Behavioral and neuroimaging studies have demonstrated that brain regions involved with speech production also support speech perception, especially under degraded conditions. The premotor cortex (PMC) has been shown to be active during both observation and execution of action (“Mirror System” properties), and may facilitate speech perception by mapping unimodal and multimodal sensory features onto articulatory speech gestures. For this functional magnetic resonance imaging (fMRI) study, participants identified vowels produced by a speaker in audio-visual (saw the speaker's articulating face and heard her voice), visual only (only saw the speaker's articulating face), and audio only (only heard the speaker's voice) conditions with varying audio signal-to-noise ratios in order to determine the regions of the PMC involved with multisensory and modality specific processing of visual speech gestures. The task was designed so that identification could be made with a high level of accuracy from visual only stimuli to control for task difficulty and differences in intelligibility. The results of the functional magnetic resonance imaging (fMRI) analysis for visual only and audio-visual conditions showed overlapping activity in inferior frontal gyrus and PMC. The left ventral inferior premotor cortex (PMvi) showed properties of multimodal (audio-visual) enhancement with a degraded auditory signal. The left inferior parietal lobule and right cerebellum also showed these properties. The left ventral superior and dorsal premotor cortex (PMvs/PMd) did not show this multisensory enhancement effect, but there was greater activity for the visual only over audio-visual conditions in these areas.

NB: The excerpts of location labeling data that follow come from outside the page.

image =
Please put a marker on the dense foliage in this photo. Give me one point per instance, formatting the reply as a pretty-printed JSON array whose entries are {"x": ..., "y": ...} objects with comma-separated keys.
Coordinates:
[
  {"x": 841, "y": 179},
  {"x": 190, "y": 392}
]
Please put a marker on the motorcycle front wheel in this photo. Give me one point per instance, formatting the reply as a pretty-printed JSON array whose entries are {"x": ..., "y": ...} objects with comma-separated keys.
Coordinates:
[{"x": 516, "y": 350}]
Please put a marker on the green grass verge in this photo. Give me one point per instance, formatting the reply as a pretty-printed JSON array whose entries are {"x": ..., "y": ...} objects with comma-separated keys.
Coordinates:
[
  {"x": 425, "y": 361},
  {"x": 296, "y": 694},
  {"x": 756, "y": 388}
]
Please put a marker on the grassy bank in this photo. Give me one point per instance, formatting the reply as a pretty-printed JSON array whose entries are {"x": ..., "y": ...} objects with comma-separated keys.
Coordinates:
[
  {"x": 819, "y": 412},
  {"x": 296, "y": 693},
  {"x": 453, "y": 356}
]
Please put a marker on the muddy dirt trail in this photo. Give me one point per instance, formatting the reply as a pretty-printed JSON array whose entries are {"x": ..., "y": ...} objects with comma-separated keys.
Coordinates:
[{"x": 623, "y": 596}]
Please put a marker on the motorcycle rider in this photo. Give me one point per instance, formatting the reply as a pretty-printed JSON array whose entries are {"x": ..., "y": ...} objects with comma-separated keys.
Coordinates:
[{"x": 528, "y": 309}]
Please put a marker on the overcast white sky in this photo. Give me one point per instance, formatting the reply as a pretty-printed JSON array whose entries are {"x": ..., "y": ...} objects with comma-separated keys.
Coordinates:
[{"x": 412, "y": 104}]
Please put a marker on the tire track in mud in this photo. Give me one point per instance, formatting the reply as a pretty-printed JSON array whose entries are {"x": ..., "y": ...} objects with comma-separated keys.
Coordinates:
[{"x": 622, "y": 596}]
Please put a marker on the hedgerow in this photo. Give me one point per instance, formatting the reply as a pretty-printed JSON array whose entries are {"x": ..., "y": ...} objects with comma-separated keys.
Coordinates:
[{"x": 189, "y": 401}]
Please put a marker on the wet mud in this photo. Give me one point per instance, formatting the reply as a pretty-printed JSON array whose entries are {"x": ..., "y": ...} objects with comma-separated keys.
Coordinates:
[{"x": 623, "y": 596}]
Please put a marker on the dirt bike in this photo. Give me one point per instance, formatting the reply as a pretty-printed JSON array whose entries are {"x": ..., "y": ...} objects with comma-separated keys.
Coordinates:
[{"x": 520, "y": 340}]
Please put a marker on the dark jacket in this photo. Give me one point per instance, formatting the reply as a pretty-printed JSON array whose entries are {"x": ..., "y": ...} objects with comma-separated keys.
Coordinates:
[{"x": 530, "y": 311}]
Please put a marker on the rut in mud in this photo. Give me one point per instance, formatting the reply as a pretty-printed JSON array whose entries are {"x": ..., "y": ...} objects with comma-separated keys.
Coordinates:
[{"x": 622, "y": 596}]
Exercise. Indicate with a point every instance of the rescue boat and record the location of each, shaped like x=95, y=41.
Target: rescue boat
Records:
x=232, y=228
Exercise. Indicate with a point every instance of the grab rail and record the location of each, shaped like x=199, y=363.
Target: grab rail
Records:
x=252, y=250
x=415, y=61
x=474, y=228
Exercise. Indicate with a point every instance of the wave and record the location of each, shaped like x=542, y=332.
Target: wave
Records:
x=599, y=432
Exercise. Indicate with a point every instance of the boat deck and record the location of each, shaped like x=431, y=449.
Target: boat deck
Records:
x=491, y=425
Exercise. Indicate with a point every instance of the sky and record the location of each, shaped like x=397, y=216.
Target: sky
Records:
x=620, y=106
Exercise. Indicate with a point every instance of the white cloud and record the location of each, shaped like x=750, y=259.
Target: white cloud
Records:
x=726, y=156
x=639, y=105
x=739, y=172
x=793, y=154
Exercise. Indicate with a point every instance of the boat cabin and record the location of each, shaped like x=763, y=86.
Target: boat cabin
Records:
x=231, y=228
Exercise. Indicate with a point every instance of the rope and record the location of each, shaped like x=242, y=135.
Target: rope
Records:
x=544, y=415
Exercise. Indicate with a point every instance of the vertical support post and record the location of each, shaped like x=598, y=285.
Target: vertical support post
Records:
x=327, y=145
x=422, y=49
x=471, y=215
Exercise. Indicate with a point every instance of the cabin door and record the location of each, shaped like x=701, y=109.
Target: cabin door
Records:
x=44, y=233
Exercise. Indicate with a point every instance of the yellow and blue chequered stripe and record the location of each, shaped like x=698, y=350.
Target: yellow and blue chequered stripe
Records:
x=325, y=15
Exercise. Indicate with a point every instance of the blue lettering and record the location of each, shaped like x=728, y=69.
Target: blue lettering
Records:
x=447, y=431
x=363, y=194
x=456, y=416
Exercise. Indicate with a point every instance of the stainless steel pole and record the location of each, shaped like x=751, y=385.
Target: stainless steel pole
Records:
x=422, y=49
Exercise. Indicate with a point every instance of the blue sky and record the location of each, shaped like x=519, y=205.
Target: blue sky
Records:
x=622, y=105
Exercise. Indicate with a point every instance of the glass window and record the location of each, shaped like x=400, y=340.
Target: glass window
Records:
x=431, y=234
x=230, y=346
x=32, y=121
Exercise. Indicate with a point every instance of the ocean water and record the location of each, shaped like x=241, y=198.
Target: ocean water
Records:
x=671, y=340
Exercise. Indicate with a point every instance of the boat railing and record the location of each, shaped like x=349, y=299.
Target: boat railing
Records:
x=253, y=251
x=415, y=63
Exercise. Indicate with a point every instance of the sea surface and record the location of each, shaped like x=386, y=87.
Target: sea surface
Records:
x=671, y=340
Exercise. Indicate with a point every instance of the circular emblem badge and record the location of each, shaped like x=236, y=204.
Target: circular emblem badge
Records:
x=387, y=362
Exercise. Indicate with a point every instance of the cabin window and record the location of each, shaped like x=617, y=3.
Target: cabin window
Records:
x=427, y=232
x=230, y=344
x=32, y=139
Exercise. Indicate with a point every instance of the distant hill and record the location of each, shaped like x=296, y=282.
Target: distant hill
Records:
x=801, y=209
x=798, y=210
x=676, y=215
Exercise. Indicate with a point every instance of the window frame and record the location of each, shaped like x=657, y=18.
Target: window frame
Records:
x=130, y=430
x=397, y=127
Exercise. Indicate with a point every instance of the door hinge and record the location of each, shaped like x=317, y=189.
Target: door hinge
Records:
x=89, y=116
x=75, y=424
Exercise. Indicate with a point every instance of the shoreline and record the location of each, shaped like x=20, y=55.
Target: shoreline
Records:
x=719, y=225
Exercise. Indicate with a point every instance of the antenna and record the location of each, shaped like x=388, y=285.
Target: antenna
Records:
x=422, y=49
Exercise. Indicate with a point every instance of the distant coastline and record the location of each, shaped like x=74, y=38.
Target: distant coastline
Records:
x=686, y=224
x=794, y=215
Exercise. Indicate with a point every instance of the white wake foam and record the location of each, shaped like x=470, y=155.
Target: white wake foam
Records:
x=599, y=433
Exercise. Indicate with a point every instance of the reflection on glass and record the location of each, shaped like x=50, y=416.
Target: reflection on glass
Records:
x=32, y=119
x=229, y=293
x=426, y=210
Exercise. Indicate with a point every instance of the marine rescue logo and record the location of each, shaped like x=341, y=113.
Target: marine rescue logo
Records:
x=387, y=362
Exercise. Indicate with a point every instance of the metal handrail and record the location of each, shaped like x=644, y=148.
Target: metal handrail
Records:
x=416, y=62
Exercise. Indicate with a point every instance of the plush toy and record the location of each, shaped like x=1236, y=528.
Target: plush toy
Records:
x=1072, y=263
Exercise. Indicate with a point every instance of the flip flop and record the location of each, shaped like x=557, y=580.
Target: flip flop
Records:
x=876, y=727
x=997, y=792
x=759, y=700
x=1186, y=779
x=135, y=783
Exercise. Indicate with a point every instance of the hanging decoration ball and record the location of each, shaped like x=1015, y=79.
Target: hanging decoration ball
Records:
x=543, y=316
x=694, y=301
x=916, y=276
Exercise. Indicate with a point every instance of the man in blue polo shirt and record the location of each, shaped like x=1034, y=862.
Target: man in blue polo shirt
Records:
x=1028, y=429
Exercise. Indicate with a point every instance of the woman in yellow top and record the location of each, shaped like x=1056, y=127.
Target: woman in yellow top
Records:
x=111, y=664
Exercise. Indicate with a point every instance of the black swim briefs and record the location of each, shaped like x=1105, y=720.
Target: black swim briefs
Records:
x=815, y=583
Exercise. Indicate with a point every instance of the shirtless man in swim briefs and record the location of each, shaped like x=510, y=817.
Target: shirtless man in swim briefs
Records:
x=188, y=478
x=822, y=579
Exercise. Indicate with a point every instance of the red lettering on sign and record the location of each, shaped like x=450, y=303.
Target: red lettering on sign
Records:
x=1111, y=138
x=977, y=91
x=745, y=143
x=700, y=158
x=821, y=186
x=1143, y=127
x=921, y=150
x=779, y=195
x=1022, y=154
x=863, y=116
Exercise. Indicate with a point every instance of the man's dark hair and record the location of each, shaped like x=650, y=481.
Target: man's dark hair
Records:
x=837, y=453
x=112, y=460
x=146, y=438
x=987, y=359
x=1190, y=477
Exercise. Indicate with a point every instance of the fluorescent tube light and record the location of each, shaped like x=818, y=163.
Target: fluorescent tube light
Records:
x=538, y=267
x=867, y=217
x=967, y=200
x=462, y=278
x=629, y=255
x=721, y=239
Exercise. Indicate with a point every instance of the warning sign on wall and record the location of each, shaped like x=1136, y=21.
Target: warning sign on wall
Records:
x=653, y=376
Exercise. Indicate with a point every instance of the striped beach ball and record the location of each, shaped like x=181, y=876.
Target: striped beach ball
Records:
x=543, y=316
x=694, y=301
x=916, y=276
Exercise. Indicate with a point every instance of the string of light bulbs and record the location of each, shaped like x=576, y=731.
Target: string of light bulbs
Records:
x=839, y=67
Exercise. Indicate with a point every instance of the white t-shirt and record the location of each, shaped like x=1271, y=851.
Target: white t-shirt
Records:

The results suggest that the inferior regions of the ventral premotor cortex are involved with integrating multisensory information, whereas, more superior and dorsal regions of the PMC are involved with mapping unimodal (in this case visual) sensory features of the speech signal with articulatory speech gestures.

Highlights

  • Visual observation of gestural information available from a speaker’s face improves speech perception, especially under noisy conditions (Sumby and Pollack, 1954; Grant and Braida, 1991; Callan et al, 2001, 2003)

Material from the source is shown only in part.